Ricardo Lewandowski – “Acompanho integralmente a divergência aberta pelo ministro Edson Fachin e pela ministra Rosa Weber, que nos brindaram com votos que, a meu ver, esgotaram plenamente o assunto e deram resposta satisfatória colocada perante esta Suprema Corte.”
Luiz Edson Fachin – “Julgo inválidas as contratações de mão de obra terceirizada na atividadefim das empresas, especialmente se considerando o que alteração desse cabedal normativo cabe, como efetivamente depois o exercitou, ao poder competente, o Poder Legislativo, debatida a questão com todos os processos envolvidos no processo de modificação estrutural no sistema de relações trabalhistas no campo jurídico, econômico e social.”
Rosa Weber – “Na atual tendência observada pela economia brasileira, a liberalização da terceirização em atividadefim, longe de interferir na curva de emprego, tenderá a nivelar por baixo nosso mercado de trabalho, expandindo a condição de precariedade hoje presente nos 26,4% de postos de trabalho terceirizados para a totalidade dos empregos formais.”
TIRE SUAS DÚVIDAS
A decisão do STF impacta em novas contratações de terceirizados?

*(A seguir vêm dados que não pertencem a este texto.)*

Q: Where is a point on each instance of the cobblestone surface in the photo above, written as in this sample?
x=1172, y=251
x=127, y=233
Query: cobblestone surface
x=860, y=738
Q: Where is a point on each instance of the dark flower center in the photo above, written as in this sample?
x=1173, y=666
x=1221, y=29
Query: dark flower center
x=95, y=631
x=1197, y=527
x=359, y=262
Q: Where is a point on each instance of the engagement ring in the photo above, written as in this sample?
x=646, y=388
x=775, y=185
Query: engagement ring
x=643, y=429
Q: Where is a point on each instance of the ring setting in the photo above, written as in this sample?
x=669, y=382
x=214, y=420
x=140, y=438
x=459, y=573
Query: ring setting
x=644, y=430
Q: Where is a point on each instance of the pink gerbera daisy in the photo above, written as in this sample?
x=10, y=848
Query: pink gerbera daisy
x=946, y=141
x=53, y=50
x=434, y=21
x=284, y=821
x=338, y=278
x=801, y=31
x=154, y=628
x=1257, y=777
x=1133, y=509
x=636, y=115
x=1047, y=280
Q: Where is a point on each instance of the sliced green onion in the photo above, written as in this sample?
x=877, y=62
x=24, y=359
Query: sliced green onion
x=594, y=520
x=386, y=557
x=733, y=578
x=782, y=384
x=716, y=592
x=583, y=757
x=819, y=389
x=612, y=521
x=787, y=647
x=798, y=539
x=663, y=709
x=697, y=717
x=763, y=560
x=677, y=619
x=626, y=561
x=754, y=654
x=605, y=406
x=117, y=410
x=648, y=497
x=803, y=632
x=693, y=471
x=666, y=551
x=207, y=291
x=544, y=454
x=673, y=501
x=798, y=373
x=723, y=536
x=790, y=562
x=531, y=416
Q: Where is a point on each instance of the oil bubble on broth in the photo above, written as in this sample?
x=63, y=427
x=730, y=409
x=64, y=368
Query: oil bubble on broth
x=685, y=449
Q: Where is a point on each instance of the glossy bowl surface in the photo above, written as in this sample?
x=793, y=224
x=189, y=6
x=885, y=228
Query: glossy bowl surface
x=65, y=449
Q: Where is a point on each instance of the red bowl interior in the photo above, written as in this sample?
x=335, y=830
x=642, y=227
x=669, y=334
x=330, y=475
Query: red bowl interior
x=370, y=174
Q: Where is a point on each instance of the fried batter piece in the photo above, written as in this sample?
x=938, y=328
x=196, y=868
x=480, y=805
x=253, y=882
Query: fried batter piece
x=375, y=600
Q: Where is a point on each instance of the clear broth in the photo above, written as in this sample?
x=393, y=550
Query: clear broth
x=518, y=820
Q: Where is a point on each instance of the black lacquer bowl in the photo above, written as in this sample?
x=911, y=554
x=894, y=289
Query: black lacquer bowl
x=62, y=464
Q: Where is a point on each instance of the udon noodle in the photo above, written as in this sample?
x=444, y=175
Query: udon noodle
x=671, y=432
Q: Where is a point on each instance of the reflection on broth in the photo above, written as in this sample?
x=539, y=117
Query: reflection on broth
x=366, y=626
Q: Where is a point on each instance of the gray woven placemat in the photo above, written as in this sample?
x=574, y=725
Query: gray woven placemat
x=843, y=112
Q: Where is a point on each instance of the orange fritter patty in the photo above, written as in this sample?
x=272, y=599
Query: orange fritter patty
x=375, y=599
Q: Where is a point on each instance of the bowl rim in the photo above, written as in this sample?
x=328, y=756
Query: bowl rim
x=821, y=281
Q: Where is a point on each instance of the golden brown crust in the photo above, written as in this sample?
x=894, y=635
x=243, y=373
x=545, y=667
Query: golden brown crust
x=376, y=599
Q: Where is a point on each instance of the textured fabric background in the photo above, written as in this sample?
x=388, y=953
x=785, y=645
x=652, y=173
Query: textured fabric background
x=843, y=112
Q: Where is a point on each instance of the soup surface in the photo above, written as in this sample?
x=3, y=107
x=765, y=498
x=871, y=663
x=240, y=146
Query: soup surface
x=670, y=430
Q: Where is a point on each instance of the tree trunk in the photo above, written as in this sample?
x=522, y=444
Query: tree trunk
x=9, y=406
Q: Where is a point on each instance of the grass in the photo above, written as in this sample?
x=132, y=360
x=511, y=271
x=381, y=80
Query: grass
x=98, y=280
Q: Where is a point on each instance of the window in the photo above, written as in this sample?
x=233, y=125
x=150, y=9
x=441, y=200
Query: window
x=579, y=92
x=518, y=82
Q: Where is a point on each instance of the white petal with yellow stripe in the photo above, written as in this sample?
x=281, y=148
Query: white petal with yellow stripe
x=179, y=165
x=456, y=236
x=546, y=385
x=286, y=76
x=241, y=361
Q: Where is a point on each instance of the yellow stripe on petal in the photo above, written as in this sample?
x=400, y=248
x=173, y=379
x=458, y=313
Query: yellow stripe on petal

O resultadodo julgamento não provoca efeito direto na lei que permite a terceirização, em vigor desde o ano passado. Mas juristas e empresários afirmam que isso pode dar mais segurança jurídica nas contratações, já que muitos temiam novos questionamentos. A decisão do Supremo pode ser um indicativo de como o tribunal poderá se posicionar em outras ações contra a terceirização.
Com a terceirização, as empresas vão poder demitir todos os seus funcionários e contratá-los imediatamente de forma terceirizada?
Não. O advogado trabalhista Carlos Eduardo Amaral de Souza explicou que a reforma trabalhista estipula que não pode haver contratação de empregado como terceirizado imediatamente. O empregado que for demitido não poderá prestar serviços para a mesma empresa como funcionário da empresa prestadora de serviços antes de 18 meses. A legislação também veda a contratação de pessoa jurídica cujos sócios tenham, nos últimos 18 meses, prestado serviços à contratante na qualidade de empregado.
Mas a tendência é que as empresas demitam os trabalhadores e contratem terceirizados para todas as atividades?
O advogado trabalhista Rodrigo Baldo de Carvalho, de São Paulo, diz que não é bem assim. A decisão e a legislação liberam empresas de terceirizarem qualquer atividade. No entanto, será preciso cautela, pois os empresários podem enfrentar problemas se for configurado vínculo empregatício. Por exemplo, não pode haver subordinação direta entre a empresa que contratou o serviço e o empregado da empresa contratada. O gestor da empresa deverá se reportar ao gestor da empresa contratada para o serviço.
Será permitida a contratação de pessoas jurídicas para todas as atividades?
O advogado trabalhista Fabrício Siqueira acredita que a contratação de pessoas jurídicas somente será autorizada para profissões regulamentadas ou de categoria diferenciada.
Trabalhadores temem ser demitidos para serem contratados por empresas terceirizadas, com salários menores. Há esse risco?
Há esse risco, segundo o advogado trabalhista Fabrício Siqueira. “Porém , essa prática deve ser coibida pela Justiça do Trabalho e pelo Ministério Público do Trabalho. É ilegal, se o tomador de serviço for o mesmo”.
Com a decisão, não haverá mais questionamentos na Justiça?
O presidente da Associação Nacional dos Magistrados da Justiça do Trabalho (Anamatra), Guilherme Feliciano, explicou que, até o momento, os juízes estavam focados na classificação das atividades como fim ou meio, mas mudou a discussão. Agora, caberá à Justiça trabalhista analisar se houve precarização.